A bill to protect savers and investors.
Savers and Investors Act of 1985 - Amends the Internal Revenue Code to provide that any tax deferred account is exempt from taxation except for the taxes imposed on unrelated business income. Defines "tax deferred account" as a trust created for the exclusive benefit of an individual or his beneficiaries but only if: (1) no contributions other than cash are accepted; (2) the trustee is a bank or other person satisfactory to the Secretary of the Treasury; (3) no part of the trust funds are invested in life insurance contracts; (4) the interest of the investor in the account is nonforfeitable; and (5) the assets will not be commingled with other property except in a common trust fund or common investment fund.

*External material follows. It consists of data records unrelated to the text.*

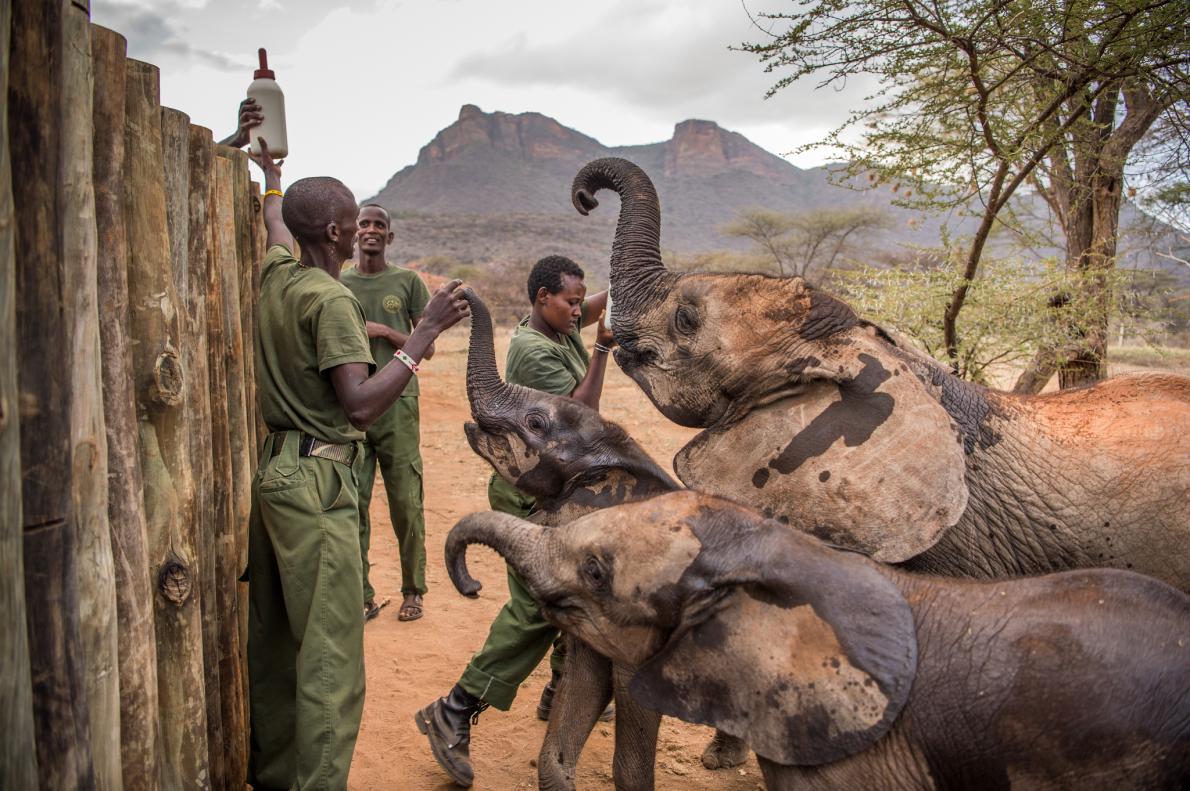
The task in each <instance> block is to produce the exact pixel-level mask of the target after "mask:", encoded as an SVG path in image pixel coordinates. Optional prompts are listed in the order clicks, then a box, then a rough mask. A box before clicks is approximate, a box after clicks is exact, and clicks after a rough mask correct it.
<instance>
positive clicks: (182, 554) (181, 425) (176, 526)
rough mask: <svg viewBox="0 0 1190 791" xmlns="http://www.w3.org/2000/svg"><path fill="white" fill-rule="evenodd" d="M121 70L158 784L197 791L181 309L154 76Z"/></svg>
mask: <svg viewBox="0 0 1190 791" xmlns="http://www.w3.org/2000/svg"><path fill="white" fill-rule="evenodd" d="M125 67H126V82H125V88H126V93H125V124H124V126H125V150H126V151H127V150H130V149H132V147H133V146H134V149H136V151H137V156H134V157H132V156H126V157H125V167H124V172H125V218H126V224H127V238H129V306H130V322H129V326H130V329H131V333H132V337H133V338H136V340H137V343H136V344H134V345H133V351H132V378H133V383H134V387H136V394H137V414H138V421H139V432H138V433H139V438H140V463H142V470H143V473H144V501H145V515H146V517H148V522H146V523H148V550H149V569H150V579H151V580H152V584H154V614H155V624H156V636H157V690H158V710H159V714H161V733H162V745H163V753H164V758H163V766H162V771H163V784H164V785H165V786H167V787H175V785H177V786H180V787H187V789H206V787H209V785H211V776H209V765H208V757H207V722H206V695H205V689H203V680H205V677H203V667H202V627H201V604H200V602H199V595H198V592H196V591H198V586H199V580H198V576H199V567H198V563H196V558H195V554H194V546H193V531H190V529H189V526H190V525H192V523H193V501H194V481H193V476H192V475H190V451H189V444H188V438H187V437H186V434H184V420H183V416H182V410H181V409H180V407H181V406H182V404H183V402H184V396H186V390H184V388H186V375H184V369H183V363H182V352H181V350H180V344H182V343H183V340H182V312H183V306H182V303H181V301H180V299H179V295H177V291H176V289H175V288H174V283H173V277H171V257H170V256H171V253H170V239H169V232H168V228H169V225H168V212H167V201H165V188H164V158H163V157H164V155H163V150H162V145H163V144H162V131H161V102H159V99H158V96H159V90H158V73H157V68H156V67H154V65H151V64H148V63H142V62H138V61H131V59H130V61H127V62H126V64H125ZM187 167H188V165H187ZM188 535H189V536H190V538H189V539H187V536H188Z"/></svg>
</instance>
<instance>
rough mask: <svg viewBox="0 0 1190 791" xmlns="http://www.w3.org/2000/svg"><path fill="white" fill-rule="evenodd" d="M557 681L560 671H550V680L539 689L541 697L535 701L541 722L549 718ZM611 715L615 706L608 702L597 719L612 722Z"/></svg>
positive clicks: (543, 721)
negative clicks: (550, 671) (537, 699)
mask: <svg viewBox="0 0 1190 791" xmlns="http://www.w3.org/2000/svg"><path fill="white" fill-rule="evenodd" d="M559 682H562V673H559V672H557V671H552V672H551V673H550V682H549V683H547V684H546V685H545V689H544V690H541V699H540V701H538V702H537V718H538V720H541V721H543V722H546V721H549V718H550V710H551V709H552V708H553V693H555V692H557V691H558V683H559ZM613 717H615V707H613V705H612V704H610V703H608V704H607V708H606V709H603V712H602V714H600V715H599V721H600V722H612V718H613Z"/></svg>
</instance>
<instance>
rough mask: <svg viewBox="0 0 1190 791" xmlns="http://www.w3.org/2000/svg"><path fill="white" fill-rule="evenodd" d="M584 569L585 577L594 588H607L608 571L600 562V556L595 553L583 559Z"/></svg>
mask: <svg viewBox="0 0 1190 791" xmlns="http://www.w3.org/2000/svg"><path fill="white" fill-rule="evenodd" d="M582 571H583V577H584V578H585V579H587V583H588V584H589V585H590V586H591V588H593V589H595V590H601V589H605V588H607V582H608V578H607V571H606V570H605V569H603V564H602V563H600V559H599V558H596V557H595V555H588V557H587V559H585V560H583V566H582Z"/></svg>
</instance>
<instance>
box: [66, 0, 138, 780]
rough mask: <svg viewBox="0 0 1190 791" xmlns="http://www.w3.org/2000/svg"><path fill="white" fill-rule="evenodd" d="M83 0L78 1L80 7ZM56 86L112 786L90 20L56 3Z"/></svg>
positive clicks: (92, 749)
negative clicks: (58, 51)
mask: <svg viewBox="0 0 1190 791" xmlns="http://www.w3.org/2000/svg"><path fill="white" fill-rule="evenodd" d="M83 6H86V4H83ZM61 40H62V44H61V55H62V71H61V79H60V82H58V84H60V89H58V96H57V99H58V134H60V137H58V152H60V153H58V234H60V241H58V247H60V250H61V255H62V260H63V264H64V268H63V274H64V281H65V282H64V284H65V290H67V294H68V295H69V296H70V300H71V302H70V306H69V314H68V315H69V318H70V321H71V322H73V324H74V328H73V344H71V351H70V357H69V358H68V360H67V362H68V364H69V365H70V368H71V369H73V370H74V376H73V379H71V402H73V406H71V410H70V450H71V464H73V466H74V470H73V475H71V478H70V479H71V484H73V492H71V494H73V508H74V522H75V534H76V551H77V553H76V555H75V558H76V563H77V570H79V623H80V629H81V635H82V655H83V661H84V665H83V673H84V682H86V684H87V702H88V705H89V712H90V740H92V745H90V747H92V759H93V761H94V767H95V786H96V787H98V789H100V791H121V789H123V787H124V783H123V780H121V772H120V673H119V658H118V636H117V617H115V569H114V567H113V564H112V535H111V529H109V527H108V522H107V435H106V434H105V431H104V381H102V372H101V371H100V349H99V294H98V276H99V264H98V260H96V255H98V251H96V246H98V245H96V238H95V237H96V228H95V187H94V182H93V181H92V146H93V142H92V123H93V118H92V115H93V113H92V105H93V101H94V83H93V77H94V73H93V70H92V62H90V20H89V19H88V13H87V8H86V7H80V5H79V4H77V2H69V1H68V2H64V7H63V15H62V39H61Z"/></svg>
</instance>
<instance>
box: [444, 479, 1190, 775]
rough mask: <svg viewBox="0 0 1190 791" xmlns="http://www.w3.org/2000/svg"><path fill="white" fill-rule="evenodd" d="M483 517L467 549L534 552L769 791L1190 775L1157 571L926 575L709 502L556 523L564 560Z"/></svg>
mask: <svg viewBox="0 0 1190 791" xmlns="http://www.w3.org/2000/svg"><path fill="white" fill-rule="evenodd" d="M471 519H472V517H468V520H464V522H463V523H461V525H459V526H458V527H456V529H457V531H459V536H461V538H459V540H462V536H464V535H466V536H470V538H471V539H477V536H482V539H483V540H484V541H486V542H488V541H490V542H491V544H494V545H495V546H497V547H500V546H507V547H511V557H509V561H511V563H514V564H515V563H516V560H514V558H518V557H519V558H531V559H530V560H527V561H525V560H522V563H526V565H525V566H524V569H522V567H521V566H516V567H518V571H522V572H525V571H530V572H531V573H534V575H537V582H536V583H534V585H536V588H534V591H537V590H545V589H549V594H546V595H544V596H545V598H544V599H543V605H545V607H546V610H545V611H546V613H547V616H549V617H551V619H553V620H556V622H557V623H558V624H559V626H562V627H563V628H565V629H568V630H570V632H571V633H574V634H575V635H577V636H580V638H581V639H582V640H583V641H584V642H587V644H588V645H590V646H593V647H595V648H596V649H597V651H600V652H602V653H605V654H606V655H608V657H610V658H613V659H615V660H616V661H619V663H622V664H626V665H634V666H635V667H637V671H635V674H634V678H633V679H632V682H631V688H630V689H631V691H632V696H633V697H634V698H637V699H639V701H641V702H643V703H645V705H647V707H650V708H653V709H656V710H657V711H659V712H662V714H666V715H672V716H677V717H681V718H683V720H687V721H690V722H700V723H706V724H714V726H715V727H718V728H720V729H722V730H724V732H726V733H731V734H734V735H738V736H741V737H745V739H746V740H747V741H749V743H750V745H752V747H753V749H754V751H756V753H757V755H758V757H759V759H760V766H762V770H763V772H764V777H765V780H766V784H768V786H769V789H779V790H785V789H789V790H793V789H801V787H846V789H851V787H856V789H859V787H876V786H895V787H904V789H938V787H972V786H977V785H984V784H988V783H989V781H991V783H992V784H995V785H1001V784H1004V785H1007V784H1009V783H1010V784H1012V785H1014V786H1016V785H1020V786H1021V787H1052V786H1053V785H1056V784H1057V785H1061V786H1064V787H1065V786H1071V787H1075V786H1078V787H1082V786H1091V785H1094V786H1096V787H1108V786H1110V787H1119V789H1147V787H1179V786H1180V784H1182V783H1183V781H1184V778H1185V777H1186V773H1188V772H1190V699H1188V697H1186V690H1188V689H1190V661H1186V651H1190V597H1188V596H1186V595H1184V594H1180V592H1178V591H1176V590H1173V589H1172V588H1170V586H1167V585H1165V584H1163V583H1159V582H1157V580H1153V579H1150V578H1147V577H1141V576H1139V575H1133V573H1128V572H1121V571H1077V572H1066V573H1059V575H1051V576H1046V577H1039V578H1026V579H1014V580H1001V582H987V583H976V582H970V580H947V579H945V578H938V577H917V576H913V575H909V573H906V572H902V571H897V570H895V569H890V567H887V566H881V565H879V564H876V563H873V561H871V560H870V559H868V558H864V557H863V555H859V554H856V553H848V552H843V551H838V550H833V548H828V547H826V546H825V545H822V544H820V542H818V541H816V540H815V539H813V538H809V536H807V535H803V534H801V533H798V532H796V531H791V529H788V528H785V527H784V526H782V525H779V523H777V522H774V521H772V520H765V519H764V517H762V516H760V515H759V514H756V513H754V511H751V510H749V509H745V508H743V507H740V506H738V504H735V503H731V502H728V501H722V500H718V498H714V497H710V496H707V495H700V494H696V492H690V491H681V492H672V494H668V495H662V496H658V497H655V498H652V500H647V501H643V502H638V503H631V504H625V506H619V507H614V508H608V509H603V510H601V511H599V513H595V514H591V515H589V516H585V517H583V519H580V520H576V521H575V522H571V523H570V525H566V526H563V527H559V528H553V529H552V531H551V532H550V539H549V540H550V546H549V551H547V552H546V553H545V554H544V555H543V554H534V553H528V554H526V553H525V551H524V550H522V548H520V539H518V538H514V536H519V535H531V533H528V534H526V533H524V532H522V531H524V528H522V527H521V526H520V525H518V520H512V521H505V520H500V521H491V522H490V523H489V525H487V526H484V527H483V529H477V528H476V527H475V526H474V525H472V522H471ZM482 519H483V520H484V521H487V520H490V515H482ZM503 534H507V535H508V536H509V538H508V539H507V540H506V539H502V538H500V536H501V535H503ZM452 538H453V536H452ZM455 546H457V544H456V545H455ZM541 558H545V559H544V560H543V559H541ZM550 602H555V603H558V602H564V607H555V608H551V607H550Z"/></svg>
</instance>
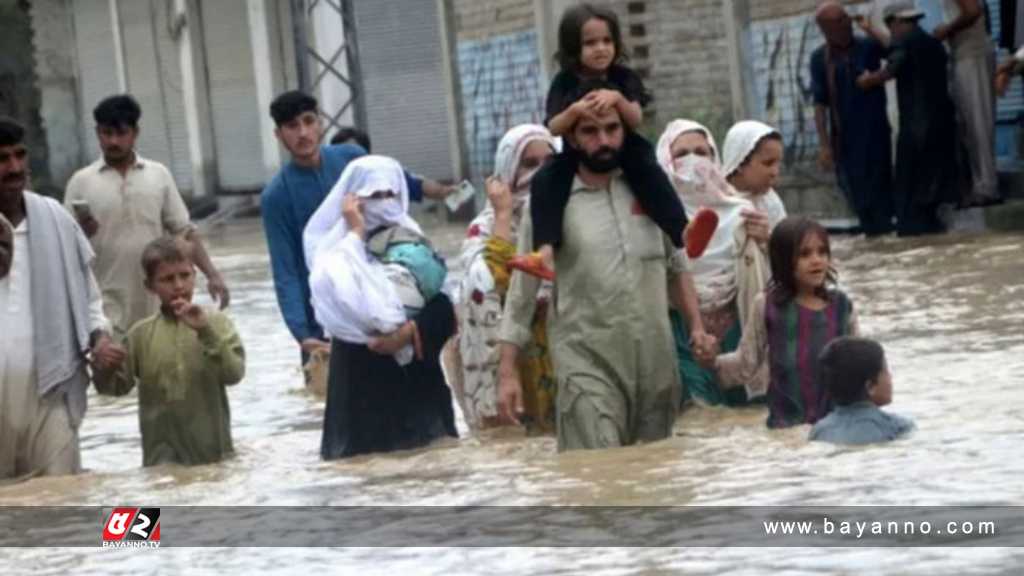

Provides that earnings distributed from tax deferred accounts are taxed as ordinary income to the distributee. Permits the rollover from one tax deferred account to another tax deferred account without the imposition of tax, provided such transaction occurs not later than the 60th day after the distribution.
Sets forth special rules concerning the termination of the account in certain situations, the pledging of the account as security, divorce, and the basis in the account after death.
Requires the trustee of a tax deferred account to make certain reports as required by the Secretary of the Treasury.
Referred to House Committee on Ways and Means.
Introduced in Senate
Read twice and referred to the Committee on Finance.
Committee on Finance requested executive comment from OMB, Treasury Department.